# New lighting



## cszakolczai (Oct 30, 2008)

Info and setup...
D200
SB800 Camera left
SB24 Camera right
triggered by cybersync's

I always forget to shoot the setup shot, I feel really dumb forgetting all the time but I'll try and explain it for those who are interested. 2 flashes both at 1/16th power shot into a diffuser (piece of paper, my umbrella's and stands havent come in yet).

Anyways here are the pictures, any comments and criticisms welcome as always...

I was told by a couple of people on the other forum that the action in the glass was to much.  I liked the action in the glass but some also mentioned to try and use real vodka as opposed to water, I may not get as many bubbles, which would be nice.  

I hope you enjoy them...


----------



## pm63 (Oct 30, 2008)

Classy... first and last work best IMO.


----------



## budskiphotography (Oct 30, 2008)

its martini time!


----------



## cszakolczai (Oct 31, 2008)

thanks for the comments, I'm going to reshoot this with actual vodka and see what we end up with.


----------



## Jeremy Lim (Oct 31, 2008)

I'm a big fan of the first one.  I think the glass fills the frame a bit too much in the last and comes across a bit overwhelming.

What are you trying to say with this shoot?  The first one comes across wild, and becomes progressively more and more timid as it continues.


----------



## cszakolczai (Oct 31, 2008)

Jeremy Lim said:


> I'm a big fan of the first one.

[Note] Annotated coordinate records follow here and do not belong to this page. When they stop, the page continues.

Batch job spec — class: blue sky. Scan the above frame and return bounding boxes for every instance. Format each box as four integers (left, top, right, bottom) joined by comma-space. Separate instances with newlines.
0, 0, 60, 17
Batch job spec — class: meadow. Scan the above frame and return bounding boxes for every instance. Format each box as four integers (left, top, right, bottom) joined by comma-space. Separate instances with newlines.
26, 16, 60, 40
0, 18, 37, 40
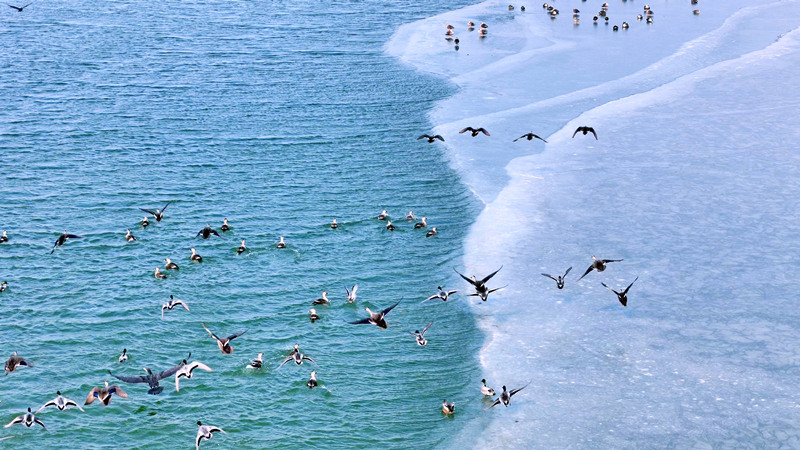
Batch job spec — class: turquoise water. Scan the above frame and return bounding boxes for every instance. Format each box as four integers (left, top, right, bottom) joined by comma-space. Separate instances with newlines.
0, 0, 483, 448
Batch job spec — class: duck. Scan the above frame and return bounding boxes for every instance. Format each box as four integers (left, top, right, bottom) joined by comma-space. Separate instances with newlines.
201, 323, 247, 355
481, 378, 494, 397
194, 420, 228, 450
3, 408, 47, 431
350, 302, 400, 330
5, 352, 33, 375
36, 391, 85, 414
175, 360, 213, 392
578, 255, 622, 281
84, 381, 128, 406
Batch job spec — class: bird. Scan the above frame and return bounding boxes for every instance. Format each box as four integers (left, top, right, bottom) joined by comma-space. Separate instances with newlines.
161, 295, 189, 320
458, 127, 491, 137
417, 134, 444, 144
344, 284, 358, 303
311, 291, 330, 305
84, 381, 128, 406
275, 344, 317, 370
442, 399, 456, 415
600, 277, 639, 306
306, 370, 317, 389
107, 353, 192, 395
36, 391, 85, 414
453, 266, 505, 301
350, 302, 400, 330
202, 324, 247, 355
50, 230, 83, 255
542, 267, 572, 289
481, 379, 494, 397
578, 256, 622, 281
572, 127, 597, 140
3, 408, 47, 431
490, 384, 528, 408
421, 286, 458, 303
5, 352, 33, 375
247, 353, 264, 369
514, 132, 547, 144
194, 420, 228, 450
139, 202, 172, 222
175, 360, 213, 392
195, 224, 222, 239
409, 321, 433, 347
6, 3, 31, 11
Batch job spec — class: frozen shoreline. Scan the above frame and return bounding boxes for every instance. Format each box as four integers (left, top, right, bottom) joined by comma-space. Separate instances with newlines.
387, 1, 800, 447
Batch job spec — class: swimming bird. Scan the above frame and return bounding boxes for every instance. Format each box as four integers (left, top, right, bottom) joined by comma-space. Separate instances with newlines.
107, 353, 192, 395
161, 295, 189, 320
6, 3, 31, 11
311, 291, 330, 305
276, 344, 317, 370
139, 202, 172, 222
490, 384, 528, 408
421, 286, 458, 303
175, 360, 213, 392
408, 321, 433, 347
84, 381, 128, 406
5, 352, 33, 375
458, 127, 491, 137
195, 224, 222, 239
194, 420, 228, 450
36, 391, 85, 414
572, 127, 597, 140
344, 284, 358, 303
3, 408, 47, 431
306, 370, 317, 389
578, 256, 622, 281
514, 132, 547, 144
350, 302, 400, 330
542, 267, 572, 289
247, 353, 264, 369
481, 379, 494, 397
202, 324, 247, 355
600, 277, 639, 306
442, 399, 456, 415
417, 134, 444, 144
453, 266, 503, 301
50, 230, 83, 255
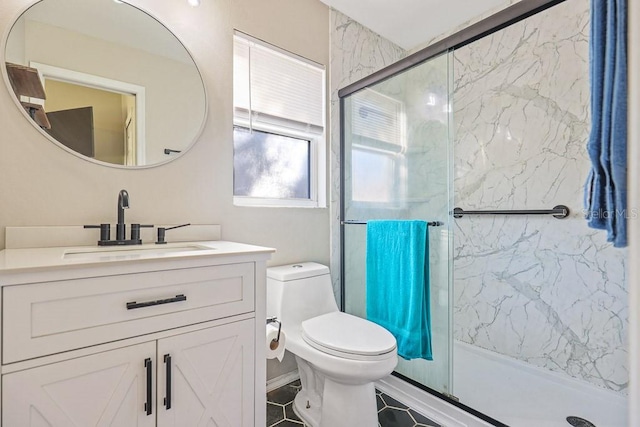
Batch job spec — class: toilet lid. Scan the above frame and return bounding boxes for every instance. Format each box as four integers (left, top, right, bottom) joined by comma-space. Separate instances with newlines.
302, 311, 396, 360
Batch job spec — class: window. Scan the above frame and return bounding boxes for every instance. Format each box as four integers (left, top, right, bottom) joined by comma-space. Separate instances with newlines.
347, 89, 406, 208
233, 32, 326, 207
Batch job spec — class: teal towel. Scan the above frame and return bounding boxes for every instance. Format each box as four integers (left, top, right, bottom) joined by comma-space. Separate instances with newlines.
367, 220, 433, 360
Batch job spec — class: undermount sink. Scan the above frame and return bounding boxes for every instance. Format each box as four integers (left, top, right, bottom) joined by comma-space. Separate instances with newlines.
62, 243, 209, 260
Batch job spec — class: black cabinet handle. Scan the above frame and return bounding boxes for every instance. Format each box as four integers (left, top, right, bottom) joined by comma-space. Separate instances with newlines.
164, 354, 171, 410
127, 294, 187, 310
144, 358, 153, 415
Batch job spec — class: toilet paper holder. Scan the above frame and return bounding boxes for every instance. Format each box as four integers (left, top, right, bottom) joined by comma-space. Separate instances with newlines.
267, 316, 282, 342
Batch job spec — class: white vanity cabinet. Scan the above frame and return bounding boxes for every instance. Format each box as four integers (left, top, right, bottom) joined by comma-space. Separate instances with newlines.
0, 242, 272, 427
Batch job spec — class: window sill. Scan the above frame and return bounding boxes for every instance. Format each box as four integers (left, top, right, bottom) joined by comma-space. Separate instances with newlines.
233, 196, 327, 209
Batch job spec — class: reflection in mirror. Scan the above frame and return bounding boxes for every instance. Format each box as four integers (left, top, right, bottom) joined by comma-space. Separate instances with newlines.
5, 0, 206, 166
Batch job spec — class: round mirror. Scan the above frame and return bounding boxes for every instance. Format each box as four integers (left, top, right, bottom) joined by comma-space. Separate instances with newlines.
5, 0, 206, 167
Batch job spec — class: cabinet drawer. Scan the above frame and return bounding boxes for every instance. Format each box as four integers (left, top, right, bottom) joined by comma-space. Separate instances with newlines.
2, 263, 255, 363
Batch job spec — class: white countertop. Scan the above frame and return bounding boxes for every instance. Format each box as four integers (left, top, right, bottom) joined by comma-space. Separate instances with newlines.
0, 240, 275, 274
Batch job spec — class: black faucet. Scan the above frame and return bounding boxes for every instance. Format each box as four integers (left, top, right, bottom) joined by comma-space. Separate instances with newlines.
116, 190, 129, 240
84, 190, 153, 246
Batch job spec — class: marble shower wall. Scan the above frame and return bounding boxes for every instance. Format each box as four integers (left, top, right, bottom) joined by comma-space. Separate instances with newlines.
329, 9, 406, 301
453, 0, 628, 392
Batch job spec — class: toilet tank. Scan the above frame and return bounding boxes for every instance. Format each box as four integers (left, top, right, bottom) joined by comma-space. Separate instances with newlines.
267, 262, 338, 331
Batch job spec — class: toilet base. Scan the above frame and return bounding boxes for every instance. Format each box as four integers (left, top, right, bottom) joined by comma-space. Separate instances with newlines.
293, 356, 378, 427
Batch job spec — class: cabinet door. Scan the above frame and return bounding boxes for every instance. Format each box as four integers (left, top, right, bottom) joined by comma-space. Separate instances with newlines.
2, 342, 156, 427
157, 319, 255, 427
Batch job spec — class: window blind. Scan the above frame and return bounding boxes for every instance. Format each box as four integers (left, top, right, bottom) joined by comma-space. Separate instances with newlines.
233, 32, 324, 130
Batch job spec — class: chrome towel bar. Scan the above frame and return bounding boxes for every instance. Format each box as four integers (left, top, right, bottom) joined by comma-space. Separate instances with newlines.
453, 205, 569, 219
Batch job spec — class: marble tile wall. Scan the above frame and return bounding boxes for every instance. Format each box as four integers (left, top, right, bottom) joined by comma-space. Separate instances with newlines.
453, 0, 628, 392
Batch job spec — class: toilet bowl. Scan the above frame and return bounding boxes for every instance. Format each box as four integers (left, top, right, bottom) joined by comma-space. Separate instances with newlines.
267, 262, 398, 427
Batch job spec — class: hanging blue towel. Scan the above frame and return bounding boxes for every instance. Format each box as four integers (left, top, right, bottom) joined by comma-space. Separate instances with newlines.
585, 0, 628, 247
367, 220, 433, 360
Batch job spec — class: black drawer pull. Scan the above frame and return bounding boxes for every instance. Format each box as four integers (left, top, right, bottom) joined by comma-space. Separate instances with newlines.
127, 294, 187, 310
164, 354, 171, 410
144, 358, 153, 415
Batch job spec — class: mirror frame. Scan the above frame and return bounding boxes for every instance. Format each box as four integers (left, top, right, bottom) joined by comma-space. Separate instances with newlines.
0, 0, 209, 170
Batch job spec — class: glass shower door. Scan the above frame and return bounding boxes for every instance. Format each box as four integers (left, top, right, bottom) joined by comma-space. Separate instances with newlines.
341, 53, 452, 394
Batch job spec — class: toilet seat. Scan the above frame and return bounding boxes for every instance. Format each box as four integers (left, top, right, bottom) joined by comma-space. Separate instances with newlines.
302, 311, 396, 361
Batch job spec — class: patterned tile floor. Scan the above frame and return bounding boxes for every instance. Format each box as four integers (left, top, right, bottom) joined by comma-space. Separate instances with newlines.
267, 380, 441, 427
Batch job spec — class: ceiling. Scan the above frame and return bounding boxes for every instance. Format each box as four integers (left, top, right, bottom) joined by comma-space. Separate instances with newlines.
320, 0, 514, 50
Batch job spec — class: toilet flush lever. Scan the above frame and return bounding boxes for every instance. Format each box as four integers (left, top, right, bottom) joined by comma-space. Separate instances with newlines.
267, 316, 282, 342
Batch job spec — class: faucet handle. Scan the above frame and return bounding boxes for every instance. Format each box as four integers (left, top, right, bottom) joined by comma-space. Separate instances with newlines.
156, 223, 191, 245
84, 224, 111, 241
131, 224, 154, 243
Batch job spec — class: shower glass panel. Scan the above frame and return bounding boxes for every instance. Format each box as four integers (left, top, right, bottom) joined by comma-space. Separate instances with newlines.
341, 53, 453, 393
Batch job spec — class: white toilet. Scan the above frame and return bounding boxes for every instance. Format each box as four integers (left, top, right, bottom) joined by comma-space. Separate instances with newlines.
267, 262, 398, 427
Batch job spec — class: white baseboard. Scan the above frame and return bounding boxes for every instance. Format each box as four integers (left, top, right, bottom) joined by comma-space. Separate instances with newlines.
376, 375, 492, 427
267, 370, 300, 393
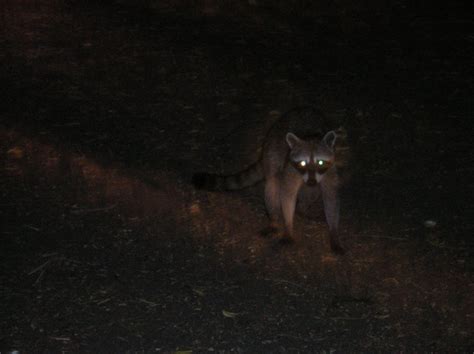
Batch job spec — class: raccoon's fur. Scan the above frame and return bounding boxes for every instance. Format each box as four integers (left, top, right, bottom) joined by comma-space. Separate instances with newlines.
193, 107, 345, 254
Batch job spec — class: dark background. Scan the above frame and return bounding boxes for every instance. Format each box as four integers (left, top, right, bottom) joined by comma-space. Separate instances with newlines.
0, 0, 474, 352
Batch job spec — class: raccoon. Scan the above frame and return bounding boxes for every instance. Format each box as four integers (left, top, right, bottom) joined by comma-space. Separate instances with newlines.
193, 107, 345, 254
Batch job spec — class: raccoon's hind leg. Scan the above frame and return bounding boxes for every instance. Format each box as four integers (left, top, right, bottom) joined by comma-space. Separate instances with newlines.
260, 176, 281, 237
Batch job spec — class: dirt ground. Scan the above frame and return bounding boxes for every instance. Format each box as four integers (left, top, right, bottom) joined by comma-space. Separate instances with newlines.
0, 0, 474, 353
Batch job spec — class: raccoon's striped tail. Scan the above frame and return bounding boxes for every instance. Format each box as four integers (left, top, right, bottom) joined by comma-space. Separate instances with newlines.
192, 161, 263, 191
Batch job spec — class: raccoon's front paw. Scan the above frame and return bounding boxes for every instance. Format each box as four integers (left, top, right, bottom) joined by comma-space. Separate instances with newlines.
278, 235, 295, 246
331, 243, 346, 256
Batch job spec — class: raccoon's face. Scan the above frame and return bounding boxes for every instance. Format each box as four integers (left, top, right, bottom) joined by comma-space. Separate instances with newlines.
286, 130, 337, 186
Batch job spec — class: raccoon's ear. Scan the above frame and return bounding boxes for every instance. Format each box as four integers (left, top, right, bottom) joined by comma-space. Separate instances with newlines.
323, 130, 337, 148
286, 133, 301, 149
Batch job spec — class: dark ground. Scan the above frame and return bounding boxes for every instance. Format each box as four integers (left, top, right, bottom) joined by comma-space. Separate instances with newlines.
0, 0, 474, 352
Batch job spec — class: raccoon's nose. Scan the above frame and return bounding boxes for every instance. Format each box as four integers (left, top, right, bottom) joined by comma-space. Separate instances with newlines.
306, 178, 318, 186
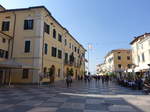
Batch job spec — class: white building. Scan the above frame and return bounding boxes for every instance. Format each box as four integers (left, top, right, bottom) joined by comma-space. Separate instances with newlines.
130, 33, 150, 72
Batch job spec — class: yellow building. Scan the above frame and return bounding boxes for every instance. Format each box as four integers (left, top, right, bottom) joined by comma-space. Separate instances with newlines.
130, 33, 150, 72
105, 49, 132, 72
0, 6, 86, 83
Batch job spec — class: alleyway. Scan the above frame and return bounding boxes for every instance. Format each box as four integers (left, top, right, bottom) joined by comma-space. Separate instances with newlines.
0, 81, 150, 112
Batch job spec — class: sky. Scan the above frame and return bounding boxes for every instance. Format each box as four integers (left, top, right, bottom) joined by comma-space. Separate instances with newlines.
0, 0, 150, 73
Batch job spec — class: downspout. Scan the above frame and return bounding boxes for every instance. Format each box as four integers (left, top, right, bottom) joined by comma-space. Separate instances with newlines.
41, 22, 44, 71
8, 12, 16, 87
10, 12, 16, 58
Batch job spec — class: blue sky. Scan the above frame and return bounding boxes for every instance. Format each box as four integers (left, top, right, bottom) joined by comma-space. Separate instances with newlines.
0, 0, 150, 72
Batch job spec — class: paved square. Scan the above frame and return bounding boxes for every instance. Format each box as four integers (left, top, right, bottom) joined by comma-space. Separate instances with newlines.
0, 81, 150, 112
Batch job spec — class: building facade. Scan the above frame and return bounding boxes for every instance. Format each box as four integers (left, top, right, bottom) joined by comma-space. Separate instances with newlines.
130, 33, 150, 72
96, 63, 107, 75
0, 6, 86, 83
105, 49, 132, 72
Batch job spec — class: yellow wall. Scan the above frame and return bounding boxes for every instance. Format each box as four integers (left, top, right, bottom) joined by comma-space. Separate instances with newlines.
0, 8, 85, 83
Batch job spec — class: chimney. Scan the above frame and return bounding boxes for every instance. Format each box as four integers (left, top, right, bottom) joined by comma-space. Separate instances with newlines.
0, 5, 6, 11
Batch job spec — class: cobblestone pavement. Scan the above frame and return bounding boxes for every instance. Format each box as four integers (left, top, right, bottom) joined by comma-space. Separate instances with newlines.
0, 81, 150, 112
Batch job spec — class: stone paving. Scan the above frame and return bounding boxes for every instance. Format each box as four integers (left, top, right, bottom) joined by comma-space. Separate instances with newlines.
0, 81, 150, 112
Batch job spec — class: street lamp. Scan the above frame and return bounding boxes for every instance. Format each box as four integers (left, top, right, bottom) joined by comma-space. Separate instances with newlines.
147, 64, 150, 75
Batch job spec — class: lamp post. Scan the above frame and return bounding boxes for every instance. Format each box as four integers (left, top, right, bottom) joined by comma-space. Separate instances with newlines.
132, 64, 136, 76
88, 43, 92, 75
147, 64, 150, 76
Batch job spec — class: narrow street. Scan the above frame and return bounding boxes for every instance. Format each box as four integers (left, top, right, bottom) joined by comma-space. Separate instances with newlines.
0, 80, 150, 112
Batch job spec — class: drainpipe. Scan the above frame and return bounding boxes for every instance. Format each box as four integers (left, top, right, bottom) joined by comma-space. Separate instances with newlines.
10, 12, 16, 58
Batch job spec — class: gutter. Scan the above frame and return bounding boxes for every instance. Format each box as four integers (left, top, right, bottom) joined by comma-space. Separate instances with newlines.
10, 12, 16, 58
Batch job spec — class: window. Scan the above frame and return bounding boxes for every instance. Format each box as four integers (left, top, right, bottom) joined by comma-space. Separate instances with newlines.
118, 64, 121, 68
43, 67, 47, 73
44, 23, 50, 34
65, 39, 67, 45
127, 56, 130, 60
0, 49, 8, 59
58, 34, 62, 42
128, 64, 131, 68
52, 47, 57, 57
118, 56, 121, 60
2, 21, 10, 31
0, 49, 5, 58
138, 55, 140, 62
22, 69, 29, 79
65, 53, 68, 62
2, 38, 6, 43
74, 47, 77, 52
53, 29, 56, 38
44, 44, 48, 54
58, 50, 62, 59
24, 40, 31, 53
142, 53, 145, 62
78, 49, 80, 54
5, 51, 8, 59
24, 20, 33, 30
58, 68, 60, 77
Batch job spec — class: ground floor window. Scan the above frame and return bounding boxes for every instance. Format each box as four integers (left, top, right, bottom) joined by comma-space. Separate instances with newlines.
22, 69, 29, 79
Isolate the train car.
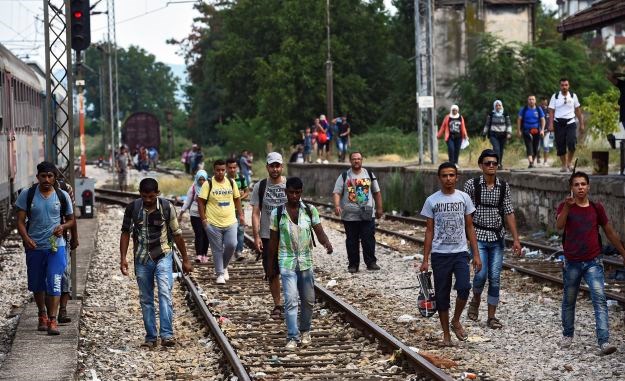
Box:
[122,112,161,152]
[0,44,45,233]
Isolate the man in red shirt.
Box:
[556,172,625,355]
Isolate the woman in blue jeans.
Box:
[482,99,512,169]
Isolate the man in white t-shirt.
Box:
[549,78,584,172]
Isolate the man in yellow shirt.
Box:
[197,159,245,284]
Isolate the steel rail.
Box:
[174,250,251,381]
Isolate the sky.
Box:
[0,0,556,66]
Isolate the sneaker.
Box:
[48,319,61,335]
[161,337,176,347]
[560,336,573,349]
[599,343,616,355]
[284,339,297,351]
[37,315,48,331]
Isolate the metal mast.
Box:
[43,0,74,187]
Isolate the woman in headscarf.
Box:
[482,99,512,169]
[436,105,468,167]
[178,169,208,263]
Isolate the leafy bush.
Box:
[350,127,417,158]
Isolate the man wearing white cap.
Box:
[250,152,286,319]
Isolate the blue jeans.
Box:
[562,257,610,345]
[135,253,174,341]
[280,268,315,340]
[473,239,504,306]
[236,224,245,253]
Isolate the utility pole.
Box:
[414,0,438,165]
[326,0,334,123]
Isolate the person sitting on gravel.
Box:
[119,177,193,348]
[556,172,625,355]
[15,161,75,335]
[178,169,208,263]
[420,162,482,346]
[464,149,521,329]
[267,177,332,350]
[197,159,245,284]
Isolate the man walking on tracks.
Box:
[268,177,332,350]
[556,172,625,355]
[15,161,75,335]
[119,177,193,349]
[332,152,384,273]
[197,159,245,284]
[549,78,584,172]
[464,149,521,329]
[420,162,482,346]
[250,152,286,319]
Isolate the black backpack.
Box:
[278,203,317,247]
[341,167,377,197]
[26,184,67,231]
[132,197,174,245]
[473,176,508,239]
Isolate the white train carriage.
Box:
[0,44,45,233]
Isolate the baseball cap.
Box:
[477,149,499,164]
[267,152,282,164]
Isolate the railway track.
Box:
[96,189,451,380]
[306,200,625,304]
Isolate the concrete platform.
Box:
[0,218,98,381]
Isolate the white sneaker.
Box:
[284,339,297,351]
[599,343,616,355]
[560,336,573,349]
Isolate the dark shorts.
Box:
[26,246,67,296]
[431,251,471,311]
[261,238,280,280]
[554,119,577,156]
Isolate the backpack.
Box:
[341,167,377,197]
[132,197,174,244]
[278,203,317,247]
[562,200,603,251]
[473,176,508,239]
[26,184,67,231]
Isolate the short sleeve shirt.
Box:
[271,202,321,271]
[15,187,74,249]
[549,91,580,119]
[556,202,608,262]
[250,179,286,239]
[421,190,475,254]
[332,168,380,221]
[199,177,241,228]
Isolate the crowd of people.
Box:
[437,78,585,172]
[289,114,352,164]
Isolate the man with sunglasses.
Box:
[464,149,521,329]
[549,78,584,172]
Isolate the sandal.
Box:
[467,300,480,321]
[486,317,503,329]
[271,305,282,320]
[449,323,469,341]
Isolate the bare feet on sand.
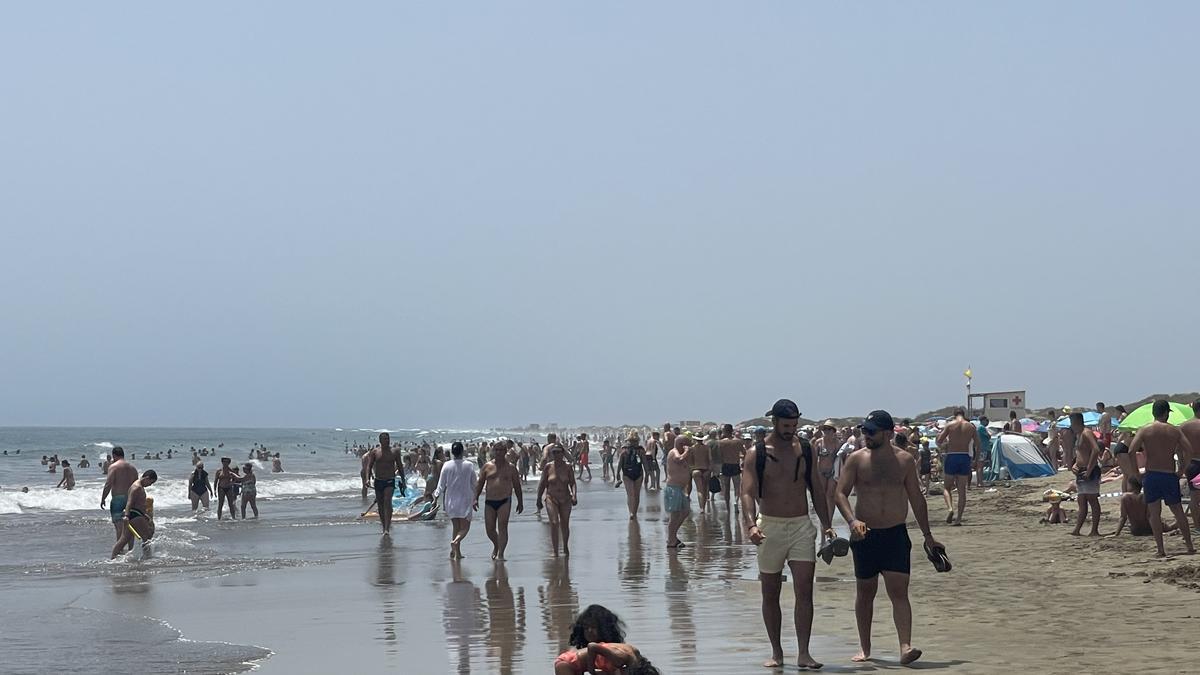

I think the glass fills the frame a bit too much in the last and comes across a bit overwhelming.
> 
> What are you trying to say with this shoot? The first one comes across wild, and becomes progressively more and more timid as it continues.


 
You nailed it on the head, I was looking for chaos when I poured the glasses.  I have to redo the shoot to get it to be less wild so I can blow it up for my girlfriends sister.


----------



## craig (Nov 2, 2008)

Excellent job with the lighting. I agree that the water is a bit confusing. If you get a chance to reshoot try adding glycerin to the water. That may help to thicken it up.

Love & Bass


----------